Using Rubrics to Respond to Student Writing

Why use a rubric?

As labor saving devices, rubrics are of questionable value (at least if you spend as much time tinkering with them as I do). However, most of us agreed that their real value is as a tool for more clearly communicating expectations and feedback to students, and in assisting us to grade more consistently (especially at 11 p.m. on Sunday night).

Types of rubrics:

  • Analytic rubrics allow you to evaluate the project’s performance in individual categories such as argument, organization, and so on. Descriptions of criteria (or examples) are given for a range of performance levels from superior to unacceptable. Typically, each category is given a weighted score. When done well, this type of rubric provides fairly concrete feedback to the student, and it encourages consistent grading. On the other hand, weighted scores sometimes introduce the risk that a student can be disproportionately penalized or rewarded for performance in a given category. As Robert Miller said, a passing paper can be beautifully written…and completely wrong.
  • Holistic rubrics generally have three or four score levels, each of which provides a description of the writing components that contributed to the score. For instance, a level 3 (with 3 being the highest score) might include the following description:
    Meets All Expectations

    • Introduces the topic by engaging the reader in an interesting anecdote.
    • Uses good transitions to move the reader effectively from personal recollection to broader ethical point.
    • Documents sources completely and correctly using MLA or APA documentation standards.
    • Concludes the paper with a provocative rhetorical question.

    Level 2 would presumably give descriptions of each component that were merely satisfactory.
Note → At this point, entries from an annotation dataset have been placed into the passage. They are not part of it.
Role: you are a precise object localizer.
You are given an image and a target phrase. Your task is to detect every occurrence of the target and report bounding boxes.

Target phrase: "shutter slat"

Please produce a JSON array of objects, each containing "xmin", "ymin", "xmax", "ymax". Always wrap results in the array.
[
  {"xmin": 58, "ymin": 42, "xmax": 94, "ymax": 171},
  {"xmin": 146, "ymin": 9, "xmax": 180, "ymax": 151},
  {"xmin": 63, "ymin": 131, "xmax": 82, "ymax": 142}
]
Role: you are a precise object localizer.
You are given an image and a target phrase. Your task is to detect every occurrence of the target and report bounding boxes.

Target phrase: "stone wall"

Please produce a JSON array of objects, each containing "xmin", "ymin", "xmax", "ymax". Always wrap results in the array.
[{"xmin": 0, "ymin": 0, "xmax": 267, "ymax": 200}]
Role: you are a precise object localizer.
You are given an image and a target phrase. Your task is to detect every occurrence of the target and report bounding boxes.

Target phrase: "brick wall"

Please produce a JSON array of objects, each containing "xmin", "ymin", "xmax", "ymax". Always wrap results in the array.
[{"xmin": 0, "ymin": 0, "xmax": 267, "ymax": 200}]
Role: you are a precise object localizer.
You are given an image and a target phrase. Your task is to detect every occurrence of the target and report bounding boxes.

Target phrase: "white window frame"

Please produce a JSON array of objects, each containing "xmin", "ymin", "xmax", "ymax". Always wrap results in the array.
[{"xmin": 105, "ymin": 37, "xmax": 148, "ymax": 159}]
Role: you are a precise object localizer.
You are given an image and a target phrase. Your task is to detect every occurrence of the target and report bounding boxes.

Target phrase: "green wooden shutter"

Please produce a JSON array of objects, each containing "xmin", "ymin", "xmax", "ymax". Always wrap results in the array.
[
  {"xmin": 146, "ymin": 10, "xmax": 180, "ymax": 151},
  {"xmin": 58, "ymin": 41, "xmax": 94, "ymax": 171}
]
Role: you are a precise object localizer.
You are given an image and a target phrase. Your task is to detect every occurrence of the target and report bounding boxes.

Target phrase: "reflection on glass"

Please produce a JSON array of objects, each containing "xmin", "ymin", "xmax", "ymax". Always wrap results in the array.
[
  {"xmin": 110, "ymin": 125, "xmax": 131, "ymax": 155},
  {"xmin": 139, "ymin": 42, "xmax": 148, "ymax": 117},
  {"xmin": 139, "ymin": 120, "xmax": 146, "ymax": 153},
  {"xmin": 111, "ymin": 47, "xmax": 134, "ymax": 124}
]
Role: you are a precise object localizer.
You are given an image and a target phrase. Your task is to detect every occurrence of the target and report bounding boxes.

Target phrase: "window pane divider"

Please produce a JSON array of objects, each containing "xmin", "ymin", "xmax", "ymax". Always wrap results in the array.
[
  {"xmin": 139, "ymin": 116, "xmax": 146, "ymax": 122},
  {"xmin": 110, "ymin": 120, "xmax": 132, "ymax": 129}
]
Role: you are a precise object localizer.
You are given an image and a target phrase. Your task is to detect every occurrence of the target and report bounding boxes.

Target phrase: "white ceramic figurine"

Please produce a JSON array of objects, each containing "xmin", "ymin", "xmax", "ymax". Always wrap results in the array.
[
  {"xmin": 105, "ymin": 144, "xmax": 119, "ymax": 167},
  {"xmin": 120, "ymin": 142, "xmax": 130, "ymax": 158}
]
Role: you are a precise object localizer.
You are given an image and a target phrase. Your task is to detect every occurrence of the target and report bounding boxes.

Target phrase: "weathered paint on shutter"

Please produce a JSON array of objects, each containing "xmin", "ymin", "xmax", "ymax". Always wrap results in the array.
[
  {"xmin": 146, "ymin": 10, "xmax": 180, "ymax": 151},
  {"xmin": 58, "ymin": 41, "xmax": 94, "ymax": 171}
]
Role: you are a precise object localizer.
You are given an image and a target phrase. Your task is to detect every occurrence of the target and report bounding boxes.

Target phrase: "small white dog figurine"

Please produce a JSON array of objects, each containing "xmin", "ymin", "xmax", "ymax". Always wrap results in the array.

While holistic rubrics may be fast to use, they unfortunately do not allow for a particularly nuanced response to student writing.

  • Hybrid rubrics generally borrow the structure of analytic rubrics for the purpose of description, but they may not score each category. This eliminates the problems associated with weighting scores, but students who wonder why they received a particular grade may not find them as useful. In a sense, these are feedback mechanisms rather than scoring rubrics.

Considerations as you develop a useful rubric:

  • One thing we all agreed on was that rubrics should be designed in tandem with the assignment. As the assignment describes the criteria for a successful project, the rubric should reflect (and perhaps even clarify) those same values.
  • Likewise, some suggested that the rubrics should use the same language as (“link to”) the overall course objectives (in addition to the assignment goals).
  • Be sure to “unpack the language” by avoiding ambiguous terms like fluency, voice, sufficient, acceptable, and so on, in both the rubric AND the assignment.
  • A few people mentioned that they develop their rubrics collaboratively with their students. Robert Miller, for instance, even allows his students (with his guidance and, if necessary, veto power) to assign the values for each category of the rubric. Certainly, that strategy implies that students better understand the language and values of the rubric and assignment.
  • What would an exemplary example of this assignment look like? A satisfactory example? Unsatisfactory? Roy mentioned that he prefers to label his lowest category “Not Yet Acceptable.”
  • Consider how your rubric/assignment can challenge students. Where do you want them to develop or improve? Elissa suggested it might be appropriate to develop individual rubrics for each student depending on their level or goal.
  • Consider asking your students to rate their own paper (or sample papers) using the rubrics.